El registro establece un récord en la arqueología submarina francesa y sitúa al Camarat 4 entre los naufragios más profundos jamás encontrados en el Mediterráneo. Las bajas temperaturas y la falta de corrientes marinas jugaron un papel clave para que el navío permaneciera intacto durante más de 400 años.
El cargamento: una ventana al comercio del Mediterráneo del XVI
En las imágenes captadas por cámaras 4K aparecen alrededor de 200 jarras de cerámica decoradas con símbolos religiosos y motivos florales, junto con platos de estilo renacentista. Entre la carga también se hallaron barras de hierro protegidas con fibras vegetales para conservarlas frente a la humedad, un material estratégico en aquella época para armas, herramientas y construcción.

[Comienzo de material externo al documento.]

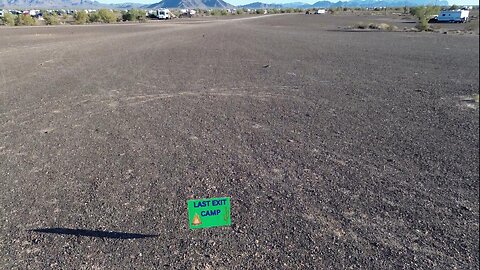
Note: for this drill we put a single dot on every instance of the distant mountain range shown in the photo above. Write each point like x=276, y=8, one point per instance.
x=204, y=4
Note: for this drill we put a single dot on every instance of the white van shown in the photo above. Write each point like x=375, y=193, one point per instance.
x=163, y=14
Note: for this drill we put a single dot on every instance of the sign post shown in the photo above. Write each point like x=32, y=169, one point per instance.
x=206, y=213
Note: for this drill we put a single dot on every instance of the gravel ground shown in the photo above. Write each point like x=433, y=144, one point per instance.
x=338, y=149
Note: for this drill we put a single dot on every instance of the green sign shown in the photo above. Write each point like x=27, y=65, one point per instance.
x=206, y=213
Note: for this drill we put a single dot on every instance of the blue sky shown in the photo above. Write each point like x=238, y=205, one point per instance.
x=243, y=2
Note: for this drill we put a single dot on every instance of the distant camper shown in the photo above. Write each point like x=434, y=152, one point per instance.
x=164, y=14
x=458, y=16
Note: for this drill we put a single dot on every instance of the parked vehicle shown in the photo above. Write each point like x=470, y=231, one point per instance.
x=458, y=16
x=164, y=14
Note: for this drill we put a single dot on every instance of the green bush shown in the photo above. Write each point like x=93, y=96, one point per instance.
x=8, y=19
x=24, y=19
x=93, y=17
x=134, y=15
x=51, y=19
x=81, y=17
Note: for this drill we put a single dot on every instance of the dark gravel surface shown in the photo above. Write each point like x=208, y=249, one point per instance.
x=338, y=149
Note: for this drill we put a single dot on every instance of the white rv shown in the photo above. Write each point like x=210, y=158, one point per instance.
x=453, y=16
x=164, y=14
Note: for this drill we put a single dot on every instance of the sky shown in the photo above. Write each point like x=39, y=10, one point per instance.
x=244, y=2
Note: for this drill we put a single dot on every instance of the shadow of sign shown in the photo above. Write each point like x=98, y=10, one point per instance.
x=93, y=233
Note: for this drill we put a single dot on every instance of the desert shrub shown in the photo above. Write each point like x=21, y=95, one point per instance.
x=107, y=16
x=8, y=19
x=361, y=25
x=383, y=27
x=453, y=7
x=472, y=26
x=24, y=19
x=93, y=17
x=81, y=17
x=134, y=15
x=51, y=19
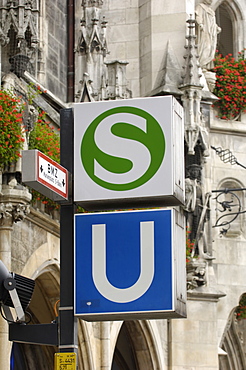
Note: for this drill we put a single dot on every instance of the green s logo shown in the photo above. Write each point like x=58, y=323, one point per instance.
x=122, y=148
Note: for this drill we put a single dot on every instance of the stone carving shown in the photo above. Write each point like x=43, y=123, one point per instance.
x=207, y=31
x=196, y=210
x=20, y=23
x=15, y=211
x=192, y=93
x=6, y=210
x=196, y=274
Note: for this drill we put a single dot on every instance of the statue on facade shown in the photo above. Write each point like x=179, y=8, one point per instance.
x=196, y=211
x=207, y=31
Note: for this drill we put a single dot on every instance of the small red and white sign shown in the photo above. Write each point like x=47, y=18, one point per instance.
x=43, y=174
x=52, y=175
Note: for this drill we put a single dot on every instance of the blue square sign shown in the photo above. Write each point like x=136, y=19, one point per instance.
x=124, y=265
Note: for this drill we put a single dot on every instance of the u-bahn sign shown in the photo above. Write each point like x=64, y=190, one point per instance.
x=128, y=153
x=130, y=265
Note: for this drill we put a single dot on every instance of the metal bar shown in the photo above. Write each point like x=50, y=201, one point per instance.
x=67, y=321
x=45, y=334
x=227, y=190
x=70, y=49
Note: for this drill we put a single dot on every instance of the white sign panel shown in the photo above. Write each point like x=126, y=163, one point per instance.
x=44, y=175
x=128, y=151
x=51, y=174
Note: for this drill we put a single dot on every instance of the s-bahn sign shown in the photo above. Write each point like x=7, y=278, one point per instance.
x=130, y=265
x=128, y=153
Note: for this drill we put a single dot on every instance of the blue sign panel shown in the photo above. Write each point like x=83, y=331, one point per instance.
x=123, y=265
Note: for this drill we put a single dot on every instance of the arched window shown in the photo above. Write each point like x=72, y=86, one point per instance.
x=229, y=208
x=135, y=349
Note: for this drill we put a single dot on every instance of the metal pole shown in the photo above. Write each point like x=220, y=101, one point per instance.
x=68, y=340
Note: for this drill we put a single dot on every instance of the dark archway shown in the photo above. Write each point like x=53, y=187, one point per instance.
x=135, y=348
x=46, y=293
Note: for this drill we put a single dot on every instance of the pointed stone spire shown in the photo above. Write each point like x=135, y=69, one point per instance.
x=19, y=21
x=192, y=92
x=168, y=78
x=92, y=47
x=191, y=70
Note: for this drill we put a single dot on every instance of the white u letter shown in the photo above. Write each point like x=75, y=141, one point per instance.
x=146, y=265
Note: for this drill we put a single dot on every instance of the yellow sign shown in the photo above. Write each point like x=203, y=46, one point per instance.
x=65, y=361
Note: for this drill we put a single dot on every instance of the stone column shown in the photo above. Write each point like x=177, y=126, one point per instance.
x=13, y=208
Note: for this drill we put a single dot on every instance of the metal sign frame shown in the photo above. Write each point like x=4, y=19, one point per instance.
x=108, y=257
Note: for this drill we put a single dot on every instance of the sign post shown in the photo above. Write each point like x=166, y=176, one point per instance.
x=68, y=340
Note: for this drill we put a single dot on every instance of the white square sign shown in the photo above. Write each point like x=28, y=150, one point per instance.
x=128, y=153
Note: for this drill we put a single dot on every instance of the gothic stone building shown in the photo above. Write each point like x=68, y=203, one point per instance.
x=93, y=50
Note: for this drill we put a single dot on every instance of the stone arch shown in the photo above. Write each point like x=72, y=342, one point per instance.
x=43, y=266
x=234, y=198
x=229, y=16
x=233, y=341
x=42, y=310
x=136, y=347
x=85, y=356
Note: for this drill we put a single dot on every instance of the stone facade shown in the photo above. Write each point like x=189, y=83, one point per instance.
x=123, y=49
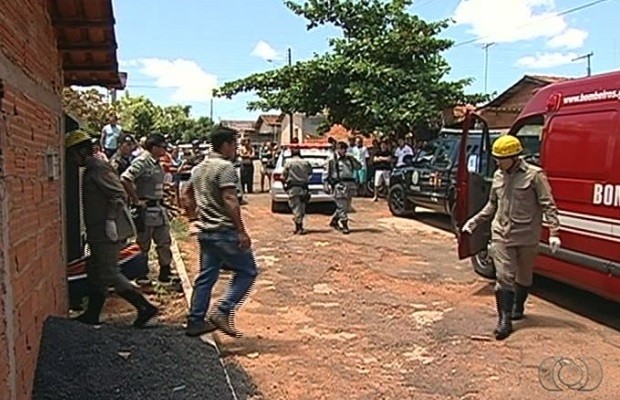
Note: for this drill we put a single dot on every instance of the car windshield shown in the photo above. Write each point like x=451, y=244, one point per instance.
x=317, y=157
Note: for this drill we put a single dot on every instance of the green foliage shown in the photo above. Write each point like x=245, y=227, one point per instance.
x=137, y=114
x=385, y=73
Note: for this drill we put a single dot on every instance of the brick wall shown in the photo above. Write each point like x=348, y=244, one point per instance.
x=32, y=269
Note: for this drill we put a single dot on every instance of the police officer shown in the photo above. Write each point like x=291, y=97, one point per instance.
x=121, y=160
x=341, y=169
x=108, y=226
x=144, y=183
x=520, y=195
x=296, y=174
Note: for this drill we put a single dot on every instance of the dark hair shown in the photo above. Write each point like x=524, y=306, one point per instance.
x=222, y=135
x=155, y=139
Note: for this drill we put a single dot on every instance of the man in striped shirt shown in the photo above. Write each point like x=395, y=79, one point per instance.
x=223, y=238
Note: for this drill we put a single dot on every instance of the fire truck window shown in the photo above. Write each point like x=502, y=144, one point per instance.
x=580, y=146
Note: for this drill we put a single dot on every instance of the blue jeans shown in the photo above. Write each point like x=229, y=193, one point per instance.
x=218, y=249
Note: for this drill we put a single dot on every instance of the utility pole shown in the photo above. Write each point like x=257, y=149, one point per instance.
x=486, y=65
x=588, y=57
x=290, y=115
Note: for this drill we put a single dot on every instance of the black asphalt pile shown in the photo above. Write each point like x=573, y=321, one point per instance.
x=82, y=362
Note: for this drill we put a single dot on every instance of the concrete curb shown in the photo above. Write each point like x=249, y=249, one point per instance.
x=187, y=291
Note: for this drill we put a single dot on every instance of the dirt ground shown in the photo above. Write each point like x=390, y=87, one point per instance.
x=388, y=312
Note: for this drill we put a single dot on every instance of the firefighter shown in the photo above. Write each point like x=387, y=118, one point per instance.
x=296, y=174
x=108, y=226
x=520, y=195
x=144, y=183
x=340, y=172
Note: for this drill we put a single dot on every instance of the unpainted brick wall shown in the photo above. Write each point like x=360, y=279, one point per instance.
x=33, y=271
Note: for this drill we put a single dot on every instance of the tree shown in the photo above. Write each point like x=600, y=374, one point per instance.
x=386, y=73
x=137, y=114
x=89, y=106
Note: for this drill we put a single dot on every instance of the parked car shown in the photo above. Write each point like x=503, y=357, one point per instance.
x=429, y=181
x=318, y=156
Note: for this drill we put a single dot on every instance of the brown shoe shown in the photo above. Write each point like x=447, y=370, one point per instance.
x=225, y=323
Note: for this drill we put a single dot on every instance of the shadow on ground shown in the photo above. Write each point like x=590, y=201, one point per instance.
x=581, y=302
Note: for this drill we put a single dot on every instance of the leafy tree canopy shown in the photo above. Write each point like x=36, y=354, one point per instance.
x=385, y=73
x=137, y=114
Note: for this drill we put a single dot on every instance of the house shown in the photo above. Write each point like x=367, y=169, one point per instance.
x=302, y=127
x=44, y=45
x=503, y=110
x=266, y=129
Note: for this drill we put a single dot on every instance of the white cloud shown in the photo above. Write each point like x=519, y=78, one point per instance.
x=571, y=38
x=509, y=21
x=547, y=60
x=265, y=51
x=190, y=81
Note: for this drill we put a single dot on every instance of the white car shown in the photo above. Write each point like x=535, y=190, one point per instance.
x=318, y=156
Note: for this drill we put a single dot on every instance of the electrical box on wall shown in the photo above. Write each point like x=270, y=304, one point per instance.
x=52, y=164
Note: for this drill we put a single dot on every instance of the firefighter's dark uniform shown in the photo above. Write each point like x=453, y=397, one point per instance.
x=147, y=174
x=103, y=205
x=517, y=202
x=296, y=174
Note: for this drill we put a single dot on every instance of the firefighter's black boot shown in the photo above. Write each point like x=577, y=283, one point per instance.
x=96, y=299
x=505, y=300
x=518, y=309
x=146, y=311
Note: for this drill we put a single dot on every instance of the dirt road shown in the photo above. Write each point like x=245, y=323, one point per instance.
x=389, y=313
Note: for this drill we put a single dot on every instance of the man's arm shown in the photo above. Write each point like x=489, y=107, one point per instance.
x=188, y=201
x=547, y=203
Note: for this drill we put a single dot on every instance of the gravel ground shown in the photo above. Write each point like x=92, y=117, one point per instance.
x=82, y=362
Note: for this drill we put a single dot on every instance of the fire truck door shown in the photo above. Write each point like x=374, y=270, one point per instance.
x=472, y=187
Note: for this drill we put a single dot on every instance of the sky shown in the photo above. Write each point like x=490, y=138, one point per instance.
x=176, y=52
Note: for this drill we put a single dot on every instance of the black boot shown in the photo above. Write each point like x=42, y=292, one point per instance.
x=334, y=223
x=96, y=299
x=505, y=301
x=520, y=298
x=146, y=311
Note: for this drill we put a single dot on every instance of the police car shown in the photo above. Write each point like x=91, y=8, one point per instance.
x=317, y=155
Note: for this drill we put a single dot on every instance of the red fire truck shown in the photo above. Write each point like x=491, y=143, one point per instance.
x=579, y=126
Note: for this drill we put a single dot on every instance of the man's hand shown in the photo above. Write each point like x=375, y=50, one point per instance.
x=110, y=230
x=469, y=227
x=554, y=243
x=245, y=243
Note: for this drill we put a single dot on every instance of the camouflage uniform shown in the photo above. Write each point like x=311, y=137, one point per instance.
x=147, y=174
x=103, y=201
x=341, y=178
x=297, y=173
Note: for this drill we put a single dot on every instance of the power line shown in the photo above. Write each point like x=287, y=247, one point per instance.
x=562, y=13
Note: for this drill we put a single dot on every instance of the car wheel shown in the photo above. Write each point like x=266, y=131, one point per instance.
x=279, y=207
x=398, y=203
x=483, y=264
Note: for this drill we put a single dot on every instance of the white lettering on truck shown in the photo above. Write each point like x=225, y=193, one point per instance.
x=606, y=195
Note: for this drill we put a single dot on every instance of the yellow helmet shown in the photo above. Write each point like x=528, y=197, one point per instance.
x=76, y=137
x=506, y=146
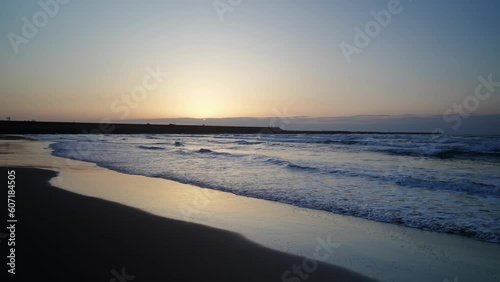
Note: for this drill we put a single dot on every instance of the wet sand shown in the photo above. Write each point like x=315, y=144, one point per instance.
x=63, y=236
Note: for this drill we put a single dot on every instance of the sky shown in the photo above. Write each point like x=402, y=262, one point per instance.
x=129, y=60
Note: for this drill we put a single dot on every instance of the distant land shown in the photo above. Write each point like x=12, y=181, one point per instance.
x=34, y=127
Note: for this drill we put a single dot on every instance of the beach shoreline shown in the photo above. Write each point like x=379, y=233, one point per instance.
x=62, y=235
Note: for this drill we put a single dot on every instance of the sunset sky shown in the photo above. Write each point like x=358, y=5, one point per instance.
x=259, y=57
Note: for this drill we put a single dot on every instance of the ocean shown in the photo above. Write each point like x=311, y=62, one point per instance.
x=439, y=183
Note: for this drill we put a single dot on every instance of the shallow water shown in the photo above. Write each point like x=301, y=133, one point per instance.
x=443, y=184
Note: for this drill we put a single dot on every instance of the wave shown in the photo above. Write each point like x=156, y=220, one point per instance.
x=150, y=148
x=244, y=142
x=443, y=153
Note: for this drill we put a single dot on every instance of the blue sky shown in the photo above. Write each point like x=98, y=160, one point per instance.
x=264, y=55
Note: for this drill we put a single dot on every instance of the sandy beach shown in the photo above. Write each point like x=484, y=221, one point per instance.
x=63, y=235
x=162, y=232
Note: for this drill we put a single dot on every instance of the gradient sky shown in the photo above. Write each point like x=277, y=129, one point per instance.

El barco estaba equipado con cañones, lo que confirma que los mercantes del periodo no viajaban indefensos ante la amenaza de piratas y conflictos navales. Todo este conjunto ofrece una valiosa radiografía de las redes comerciales, el arte y la espiritualidad marítima del siglo XVI.
Tecnología de vanguardia al servicio de la arqueología
El hallazgo fue posible gracias a la cooperación entre el DRASSM (Departamento de Investigación Arqueológica Subacuática y Submarina) y la Armada Francesa. Para documentar y rescatar las piezas se emplearon vehículos con brazos robóticos, sistemas de mapeo 3D y pinzas de precisión que permitieron una extracción mínima y respetuosa con el yacimiento.
Los objetos serán trasladados a laboratorios especializados para su conservación a largo plazo. Según los expertos, el material recuperado se mantuvo a salvo no solo de la corrosión y la fauna marina, sino también del saqueo humano, lo que lo convierte en un auténtico tesoro histórico.